In reality, though, the program mainly affects the country’s largest corporations, with 10 companies responsible for an estimated 76% of emissions covered under the ETS.

These organizations have the most to lose from penalties. As a result, many companies (or rather the companies’ membership organizations) have taken the fight to the courts over allowance volumes. The grievance specifically revolves around the way allocations were determined because the Korean government averaged entities’ emissions from 2011 to 2013. For organizations that saw a decrease in emissions during those three years, it is likely that they will remain beneath their allocation while the opposite is true for companies with a higher emissions trend.

A continuous battle

This isn’t the first time that South Korea’s industry has pushed back against the carbon market.
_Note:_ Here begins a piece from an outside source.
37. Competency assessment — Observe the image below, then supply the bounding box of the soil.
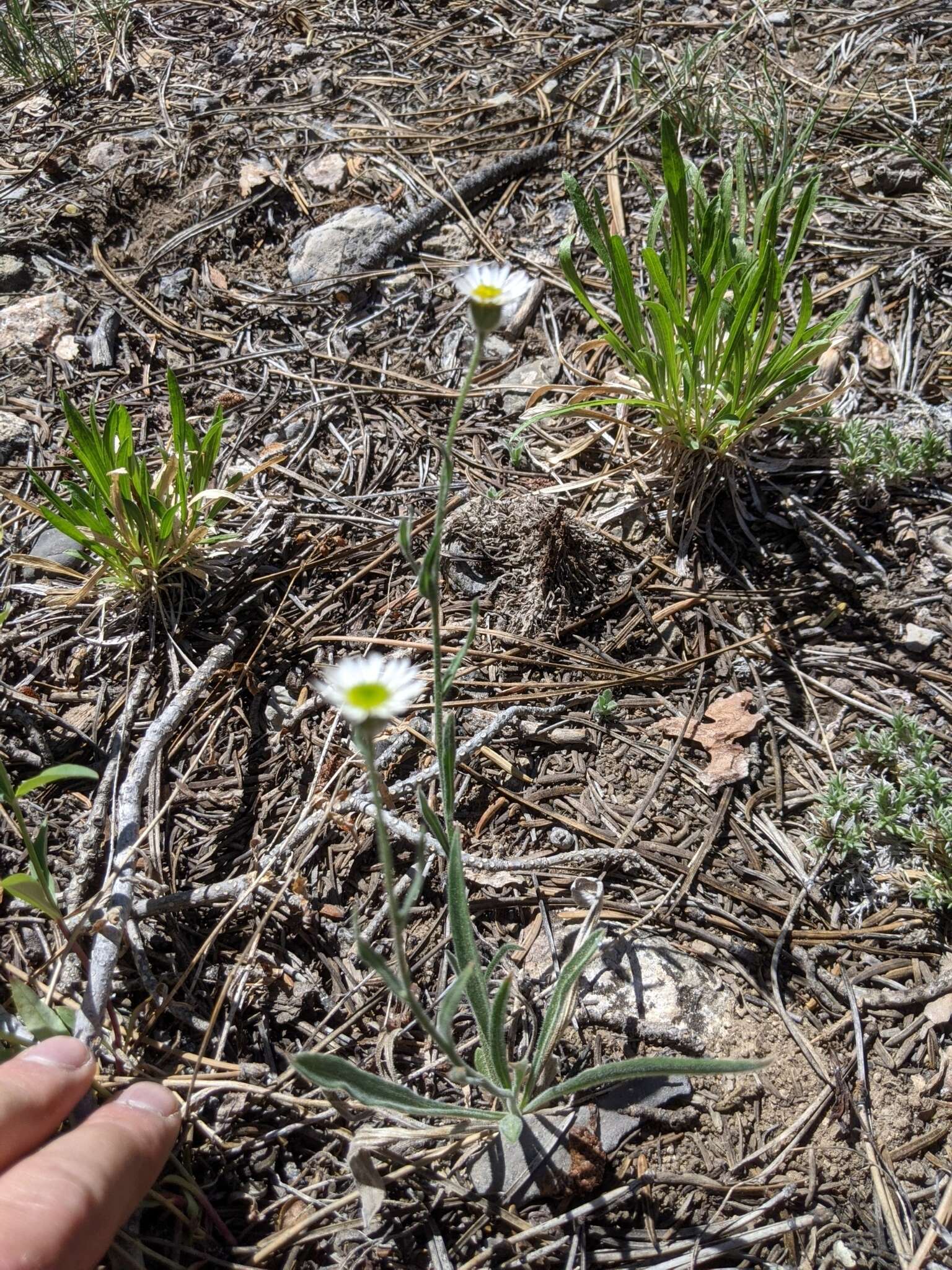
[0,0,952,1270]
Though the bill passed with near unanimous support across Korea’s political parties, there was significant resistance from the Ministry of Industry and industry associations.

“The first fight is between the Ministry of Environment and the Ministry of Industry,” said Kim, who explained that the fight occurred over several years. “The Ministry of Industry keeps communicating with the industry people, with the companies, that this system will not go on. So the companies are receiving the wrong signal. They think that they don’t have to prepare for this emissions trading scheme… But the Ministry of Environment won that fight and they started the ETS.”
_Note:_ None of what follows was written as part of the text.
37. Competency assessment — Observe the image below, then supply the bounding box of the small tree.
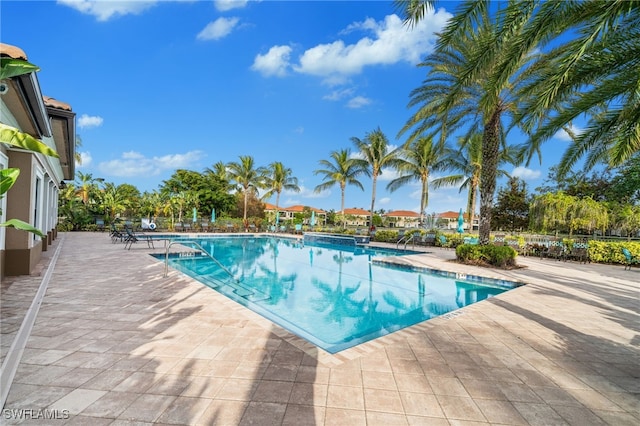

The government has already compromised on several aspects of the ETS prior to this, including delaying the start of trading from 2013 to 2015. However, the government has held firm against other demands, including another delayed implementation through 2020.

An April article by the news agency Nikkei Asian Review quoted Lee Hyung-sup, senior deputy director of the Environment Ministry’s climate change mitigation division, on the matter: “We believe the amount of permits was appropriately made,” he said. “It is in the nature of the emissions market that the government takes a mandatory top-down approach, as it sets the national target and makes the allocations accordingly.”

Offsetting – a silver lining or insubstantial air?

Barring government action, compliance entities could fill the allocation gap by offsetting up to 10% of their emissions reductions.

While the response to offsets has been better than that of allowances (with five transactions as of May 29, totaling 279,658 tonnes), analysts at research firm Point Carbon warn that offsets, too, are in short supply as the compliance market only allows for the use of domestic offsets. The Ministry of Environment began issuing Korean domestic offset units (KOCs) from pre-existing Certified Emissions Reductions (CER) offsets in April, meaning questions remain about the size and scope of offsets to be issued.

So far, the ministry has converted around 1.9 million CERs. A total of 91 domestic Clean Development Mechanism projects might be converted to provide 42 MtCO2e, according to Kim. But analysts at Point Carbon estimate only 20 million offsets could make the cut (excluding HFC 23 and N20 adipic acid projects, which are offset types that other governments have ruled problematic and excluded from use).

This potential shortage could change in Phase III of the ETS (2021-2025), when up to 50% of total offsets allowed may be international in origin.

In the meantime, Kim predicts that the use of offsets will become more widespread next year after compliance entities have sorted out the allowance issue since offsetting is really the only option for large emitters to meet their targets without sacrificing business growth.

“For now, since we just implemented the emissions trading scheme, big companies are busy fighting to get more allowance-based emissions reductions,” he said. “But they will turn their face to project-based emissions reductions related to the offsets at the end of next year.

Note: This article has been updated as of June 2, 2015 with new information regarding the amount of allowances and offsets transacted in South Korea and the names of industry associations involved in the lawsuit against the government, courtesy of Dong-Ho Lee, Researcher and Ph.D candidate at the Department of Forest Services, Seoul National University.